Murat_G_Intel · ‎01-18-2016

Hi Simon,

Are your compute nodes dual socket nodes? You can check this with numactl --hardware: if you only see a single "node" with numactl (node means socket here) , then HPL treats this as a single socket system. Regardless, the above behavior where one core is being idle is not expected. I do not see this behavior on our lab systems.

If numactl is showing you a single socket, could you try with the following settings for your Pentium cluster?

export MPI_PROC_NUM=4

export MPI_PER_NODE=1

Here, we have 1 MPI per node and total 4 MPI processes. P=Q=2 can be used for this run. I wonder if you will still see only 1 core being utilized with the above settings. Unfortunately, we do not have this system in our lab so we cannot try HPL on it. So it may be worthwhile to do the same experiments on your original cluster.

I think you may want to post your MPI/OS interaction question on the Intel MPI forum.

Best,

Efe

Simon_H_ · ‎01-27-2016

Hello all! Thanks for everyone's great help!

I finally got mp_linpack running correctly. It looks like I was confused about the parameters in the runme_intel64 file.

MPI_PROC_NUM='The number of actual physical server, which equals PxQ)

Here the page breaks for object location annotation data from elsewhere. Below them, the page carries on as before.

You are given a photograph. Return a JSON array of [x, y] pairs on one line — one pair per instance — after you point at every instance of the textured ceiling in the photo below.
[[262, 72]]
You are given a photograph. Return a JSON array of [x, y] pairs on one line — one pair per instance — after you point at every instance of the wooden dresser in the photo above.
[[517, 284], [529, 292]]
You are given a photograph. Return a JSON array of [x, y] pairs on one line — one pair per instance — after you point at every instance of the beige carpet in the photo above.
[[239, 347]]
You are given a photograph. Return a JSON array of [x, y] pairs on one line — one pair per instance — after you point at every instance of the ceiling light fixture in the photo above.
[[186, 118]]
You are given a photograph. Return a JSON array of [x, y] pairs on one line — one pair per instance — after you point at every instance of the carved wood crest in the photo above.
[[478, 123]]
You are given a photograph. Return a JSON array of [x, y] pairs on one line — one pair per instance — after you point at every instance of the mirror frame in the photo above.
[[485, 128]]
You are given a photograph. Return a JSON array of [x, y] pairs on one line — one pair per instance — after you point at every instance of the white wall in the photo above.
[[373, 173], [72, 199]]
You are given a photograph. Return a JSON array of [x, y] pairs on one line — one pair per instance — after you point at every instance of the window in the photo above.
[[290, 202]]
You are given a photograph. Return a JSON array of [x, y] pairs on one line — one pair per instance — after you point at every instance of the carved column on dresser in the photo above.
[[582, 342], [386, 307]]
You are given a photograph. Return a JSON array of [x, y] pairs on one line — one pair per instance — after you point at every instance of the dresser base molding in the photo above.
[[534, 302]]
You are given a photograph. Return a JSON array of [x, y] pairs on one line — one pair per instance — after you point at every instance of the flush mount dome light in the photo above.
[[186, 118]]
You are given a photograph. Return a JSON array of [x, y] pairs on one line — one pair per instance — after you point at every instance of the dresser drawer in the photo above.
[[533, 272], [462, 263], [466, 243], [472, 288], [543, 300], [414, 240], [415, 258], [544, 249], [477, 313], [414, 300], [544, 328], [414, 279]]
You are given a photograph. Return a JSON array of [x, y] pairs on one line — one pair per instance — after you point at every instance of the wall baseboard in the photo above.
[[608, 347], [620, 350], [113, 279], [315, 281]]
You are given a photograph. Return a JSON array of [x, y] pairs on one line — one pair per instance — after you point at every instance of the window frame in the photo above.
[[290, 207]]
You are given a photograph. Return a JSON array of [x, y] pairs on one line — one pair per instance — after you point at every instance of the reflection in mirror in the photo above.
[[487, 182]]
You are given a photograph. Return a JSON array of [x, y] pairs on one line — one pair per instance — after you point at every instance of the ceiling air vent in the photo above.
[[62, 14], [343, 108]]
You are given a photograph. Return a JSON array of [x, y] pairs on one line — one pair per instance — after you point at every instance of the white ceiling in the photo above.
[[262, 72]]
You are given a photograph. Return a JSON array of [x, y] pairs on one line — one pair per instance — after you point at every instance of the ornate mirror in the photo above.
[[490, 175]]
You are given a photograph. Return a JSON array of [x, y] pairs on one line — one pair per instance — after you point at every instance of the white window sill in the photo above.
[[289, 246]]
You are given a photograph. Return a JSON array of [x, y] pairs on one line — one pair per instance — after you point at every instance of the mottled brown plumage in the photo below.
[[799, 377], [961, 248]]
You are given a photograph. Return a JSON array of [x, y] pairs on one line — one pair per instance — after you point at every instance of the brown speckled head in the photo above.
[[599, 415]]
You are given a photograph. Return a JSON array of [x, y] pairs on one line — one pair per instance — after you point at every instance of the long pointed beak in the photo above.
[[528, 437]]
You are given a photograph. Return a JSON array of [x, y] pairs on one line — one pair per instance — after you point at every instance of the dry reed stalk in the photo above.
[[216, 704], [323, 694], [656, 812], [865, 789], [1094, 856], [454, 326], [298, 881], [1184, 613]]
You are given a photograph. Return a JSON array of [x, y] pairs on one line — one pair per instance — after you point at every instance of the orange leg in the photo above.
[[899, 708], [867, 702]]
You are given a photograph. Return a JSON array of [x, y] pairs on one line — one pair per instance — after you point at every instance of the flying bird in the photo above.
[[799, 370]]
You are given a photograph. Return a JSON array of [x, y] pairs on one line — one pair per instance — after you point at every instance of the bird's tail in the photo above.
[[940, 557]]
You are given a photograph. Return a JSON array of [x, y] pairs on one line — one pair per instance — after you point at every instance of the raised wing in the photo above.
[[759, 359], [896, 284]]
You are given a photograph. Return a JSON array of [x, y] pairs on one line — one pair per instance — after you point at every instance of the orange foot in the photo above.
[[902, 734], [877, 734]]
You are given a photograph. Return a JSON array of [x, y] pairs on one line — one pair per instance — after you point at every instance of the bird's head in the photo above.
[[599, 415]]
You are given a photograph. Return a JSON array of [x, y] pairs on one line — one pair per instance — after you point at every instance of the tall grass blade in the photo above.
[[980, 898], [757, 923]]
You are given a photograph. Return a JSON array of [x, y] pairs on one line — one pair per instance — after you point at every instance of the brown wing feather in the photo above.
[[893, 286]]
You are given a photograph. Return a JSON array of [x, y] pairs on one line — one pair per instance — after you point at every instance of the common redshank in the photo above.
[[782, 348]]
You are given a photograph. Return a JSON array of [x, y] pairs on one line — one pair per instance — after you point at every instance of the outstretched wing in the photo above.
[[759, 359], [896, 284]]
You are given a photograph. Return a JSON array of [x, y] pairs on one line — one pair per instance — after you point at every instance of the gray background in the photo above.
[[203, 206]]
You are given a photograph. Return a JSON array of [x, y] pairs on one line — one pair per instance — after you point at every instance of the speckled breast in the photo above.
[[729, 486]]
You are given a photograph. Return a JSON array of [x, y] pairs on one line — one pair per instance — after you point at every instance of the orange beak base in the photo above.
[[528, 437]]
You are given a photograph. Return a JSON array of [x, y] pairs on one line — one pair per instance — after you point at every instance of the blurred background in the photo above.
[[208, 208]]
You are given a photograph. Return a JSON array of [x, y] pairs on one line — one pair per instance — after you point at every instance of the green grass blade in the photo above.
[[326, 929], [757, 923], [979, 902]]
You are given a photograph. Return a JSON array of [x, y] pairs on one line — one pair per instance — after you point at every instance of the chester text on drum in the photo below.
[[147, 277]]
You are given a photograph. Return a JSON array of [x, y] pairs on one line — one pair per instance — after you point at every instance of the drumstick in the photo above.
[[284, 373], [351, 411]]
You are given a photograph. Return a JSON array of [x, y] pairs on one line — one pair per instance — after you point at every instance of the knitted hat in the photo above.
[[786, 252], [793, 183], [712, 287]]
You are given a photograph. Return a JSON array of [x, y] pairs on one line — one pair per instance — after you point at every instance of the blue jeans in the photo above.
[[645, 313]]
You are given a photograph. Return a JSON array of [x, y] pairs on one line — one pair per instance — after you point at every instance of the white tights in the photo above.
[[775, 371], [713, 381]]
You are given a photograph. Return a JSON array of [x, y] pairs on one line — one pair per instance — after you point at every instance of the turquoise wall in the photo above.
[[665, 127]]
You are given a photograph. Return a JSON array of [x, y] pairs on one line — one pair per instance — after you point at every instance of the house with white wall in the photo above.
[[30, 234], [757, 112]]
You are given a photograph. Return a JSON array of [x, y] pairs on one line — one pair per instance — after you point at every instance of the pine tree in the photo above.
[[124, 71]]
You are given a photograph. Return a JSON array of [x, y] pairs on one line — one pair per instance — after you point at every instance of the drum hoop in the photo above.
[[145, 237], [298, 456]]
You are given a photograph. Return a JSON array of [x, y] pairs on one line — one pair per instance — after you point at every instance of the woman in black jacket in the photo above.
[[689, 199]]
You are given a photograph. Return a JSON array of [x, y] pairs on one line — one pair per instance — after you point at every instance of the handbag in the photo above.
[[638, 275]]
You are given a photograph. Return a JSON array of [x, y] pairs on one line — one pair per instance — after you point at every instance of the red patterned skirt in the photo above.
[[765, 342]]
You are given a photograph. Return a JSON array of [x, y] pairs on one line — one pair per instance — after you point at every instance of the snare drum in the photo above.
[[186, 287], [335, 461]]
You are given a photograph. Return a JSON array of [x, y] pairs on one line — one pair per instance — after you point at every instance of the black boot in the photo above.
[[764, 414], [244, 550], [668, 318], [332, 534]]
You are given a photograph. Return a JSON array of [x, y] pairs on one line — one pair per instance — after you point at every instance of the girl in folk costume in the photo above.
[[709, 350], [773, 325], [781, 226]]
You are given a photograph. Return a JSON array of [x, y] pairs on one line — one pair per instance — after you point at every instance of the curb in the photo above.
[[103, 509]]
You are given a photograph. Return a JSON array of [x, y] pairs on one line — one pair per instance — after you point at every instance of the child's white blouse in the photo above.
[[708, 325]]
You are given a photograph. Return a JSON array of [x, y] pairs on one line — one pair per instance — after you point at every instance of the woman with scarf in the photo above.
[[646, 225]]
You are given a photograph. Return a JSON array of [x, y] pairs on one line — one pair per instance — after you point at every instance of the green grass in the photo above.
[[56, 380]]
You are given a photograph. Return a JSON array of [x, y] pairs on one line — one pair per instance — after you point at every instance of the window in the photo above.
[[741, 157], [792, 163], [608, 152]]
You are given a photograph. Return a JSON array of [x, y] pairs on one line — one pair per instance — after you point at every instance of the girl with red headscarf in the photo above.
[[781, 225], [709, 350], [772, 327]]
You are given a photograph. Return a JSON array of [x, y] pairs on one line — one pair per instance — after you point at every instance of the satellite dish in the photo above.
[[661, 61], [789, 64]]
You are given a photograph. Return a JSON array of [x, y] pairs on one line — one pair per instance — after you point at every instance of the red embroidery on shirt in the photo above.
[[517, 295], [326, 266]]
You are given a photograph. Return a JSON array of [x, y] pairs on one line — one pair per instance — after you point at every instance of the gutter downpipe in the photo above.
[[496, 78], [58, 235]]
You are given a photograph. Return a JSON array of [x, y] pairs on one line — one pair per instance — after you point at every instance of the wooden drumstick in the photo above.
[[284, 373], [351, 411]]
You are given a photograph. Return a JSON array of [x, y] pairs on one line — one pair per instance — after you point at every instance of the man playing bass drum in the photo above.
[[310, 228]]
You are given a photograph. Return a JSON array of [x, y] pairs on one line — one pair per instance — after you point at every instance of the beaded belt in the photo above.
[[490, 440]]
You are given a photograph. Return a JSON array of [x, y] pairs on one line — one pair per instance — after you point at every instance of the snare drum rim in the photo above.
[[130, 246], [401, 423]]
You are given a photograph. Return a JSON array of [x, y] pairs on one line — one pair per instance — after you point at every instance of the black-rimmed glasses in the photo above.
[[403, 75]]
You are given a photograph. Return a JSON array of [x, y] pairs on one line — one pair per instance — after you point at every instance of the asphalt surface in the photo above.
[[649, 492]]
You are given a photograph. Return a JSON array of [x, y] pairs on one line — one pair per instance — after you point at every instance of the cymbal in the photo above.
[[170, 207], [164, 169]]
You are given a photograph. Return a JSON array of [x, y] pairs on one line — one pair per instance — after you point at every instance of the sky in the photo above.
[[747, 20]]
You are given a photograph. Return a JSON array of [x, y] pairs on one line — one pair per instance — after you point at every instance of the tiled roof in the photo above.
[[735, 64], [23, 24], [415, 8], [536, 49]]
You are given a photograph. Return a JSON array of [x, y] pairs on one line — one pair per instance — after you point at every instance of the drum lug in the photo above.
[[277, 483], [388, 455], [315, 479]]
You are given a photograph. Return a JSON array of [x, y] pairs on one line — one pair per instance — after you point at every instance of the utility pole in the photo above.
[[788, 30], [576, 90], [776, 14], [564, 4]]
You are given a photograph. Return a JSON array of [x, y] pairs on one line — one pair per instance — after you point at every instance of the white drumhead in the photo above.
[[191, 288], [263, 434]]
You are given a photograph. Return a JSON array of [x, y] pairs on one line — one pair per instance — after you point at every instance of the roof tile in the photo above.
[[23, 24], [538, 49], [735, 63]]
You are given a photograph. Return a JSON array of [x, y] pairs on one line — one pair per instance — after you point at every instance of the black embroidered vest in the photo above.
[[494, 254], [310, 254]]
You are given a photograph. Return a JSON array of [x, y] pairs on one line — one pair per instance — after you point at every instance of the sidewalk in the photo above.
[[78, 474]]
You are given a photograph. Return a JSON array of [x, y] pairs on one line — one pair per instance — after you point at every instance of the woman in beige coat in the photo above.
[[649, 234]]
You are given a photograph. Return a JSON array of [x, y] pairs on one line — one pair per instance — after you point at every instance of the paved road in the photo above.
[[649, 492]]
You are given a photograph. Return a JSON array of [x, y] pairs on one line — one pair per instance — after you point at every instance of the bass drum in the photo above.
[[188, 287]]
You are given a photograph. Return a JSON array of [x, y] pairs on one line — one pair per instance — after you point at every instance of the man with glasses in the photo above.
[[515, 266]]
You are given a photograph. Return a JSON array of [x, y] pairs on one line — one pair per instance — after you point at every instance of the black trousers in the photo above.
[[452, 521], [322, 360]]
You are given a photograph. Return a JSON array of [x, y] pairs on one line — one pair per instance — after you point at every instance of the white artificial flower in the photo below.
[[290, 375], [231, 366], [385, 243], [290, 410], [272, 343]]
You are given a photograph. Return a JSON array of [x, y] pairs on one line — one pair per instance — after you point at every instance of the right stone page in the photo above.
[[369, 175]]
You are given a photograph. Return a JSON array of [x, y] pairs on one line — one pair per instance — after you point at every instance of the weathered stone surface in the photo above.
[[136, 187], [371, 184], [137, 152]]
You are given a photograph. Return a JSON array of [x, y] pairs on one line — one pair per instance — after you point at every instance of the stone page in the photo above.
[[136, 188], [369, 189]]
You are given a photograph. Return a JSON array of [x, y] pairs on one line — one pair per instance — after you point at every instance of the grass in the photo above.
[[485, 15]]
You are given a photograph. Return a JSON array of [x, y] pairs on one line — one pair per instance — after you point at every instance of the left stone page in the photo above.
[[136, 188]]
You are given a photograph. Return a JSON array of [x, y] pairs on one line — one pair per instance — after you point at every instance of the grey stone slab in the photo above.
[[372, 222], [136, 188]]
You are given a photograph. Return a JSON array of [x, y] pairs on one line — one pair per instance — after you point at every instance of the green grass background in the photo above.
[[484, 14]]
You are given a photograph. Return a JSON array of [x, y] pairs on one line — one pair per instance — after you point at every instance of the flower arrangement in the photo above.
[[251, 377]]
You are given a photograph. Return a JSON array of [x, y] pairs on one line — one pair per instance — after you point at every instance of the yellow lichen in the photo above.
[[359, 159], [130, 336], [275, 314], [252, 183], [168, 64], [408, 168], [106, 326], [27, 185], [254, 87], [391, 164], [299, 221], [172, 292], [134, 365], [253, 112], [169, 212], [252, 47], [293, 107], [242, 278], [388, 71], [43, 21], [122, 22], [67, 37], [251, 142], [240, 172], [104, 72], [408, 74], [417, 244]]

MPI_PER_NODE='This should be 1 and it doesn't matter if you have single socket or dual socket, if you put 2 for a dual socket system, the memory usage in htop will be shown to use 40% but in fact is using 80%, and there would be 2 controlling threads instead of one controlling thread'

For the 4 node Pentium, I used MPI_PROC_NUM=4 (P=2 Q=2, 4 physical servers) and MPI_PER_NODE=1 and it worked!

Before, I was putting MPI_PER_NODE=2 thinking there's 2 cores in each Pentium... But apparently, when you run the runme_intel64 script, it knows to spawn 2 threads even though the MPI_PER_NODE=1.

I tried this on my other cluster composing of 2 systems dual socket E5-26xx v3 16 cores, with MPI_PROC_NUM=2 (2 physical servers), MPI_PER_NODE=1, and the runme_intel64 generated 32 threads on each physical server running 100% load.

Thanks for all your help!

Cheers!

Simon.

Ying_H_Intel · ‎01-27-2016

Hi Simon,

Glad to know the result. thanks for the summary.

Thanks

Ying

MChun4 · ‎02-20-2017

Dear all,

I have a problem with the result of MKL MP_Linkpack. In my system, I have 24 compute nodes with both Intel(R) Xeon(R) CPU E5-2680 v3 @ 2.50GHz and Xeon Phi Q7200, RAM 256GB. On each node, I run ./runme_intel64, the performance is good ~ 700-900 GFlops (only Xeon CPU).

But when I run HPL on 4 nodes, 8 nodes or more, the result is very bad, sometimes it cannot return the result with the error: MPI TERMINATED,... After that, I run the test (runme_intel64) on each node again, and the performance is very low:

~ 11,243 GFLops,

~ 10,845 GFlops,

....

But I don't know the reason why, I guess the reason is power of cluster (it is not enough for a whole system) and HPE Bios configured is Balanced Mode for the cluster (automatically change to lower power mode when the system cannot get enough the power). But when I just run on some nodes and configure the power is maximum, the problem is still not solved.

Please help me about this problem, thank you all!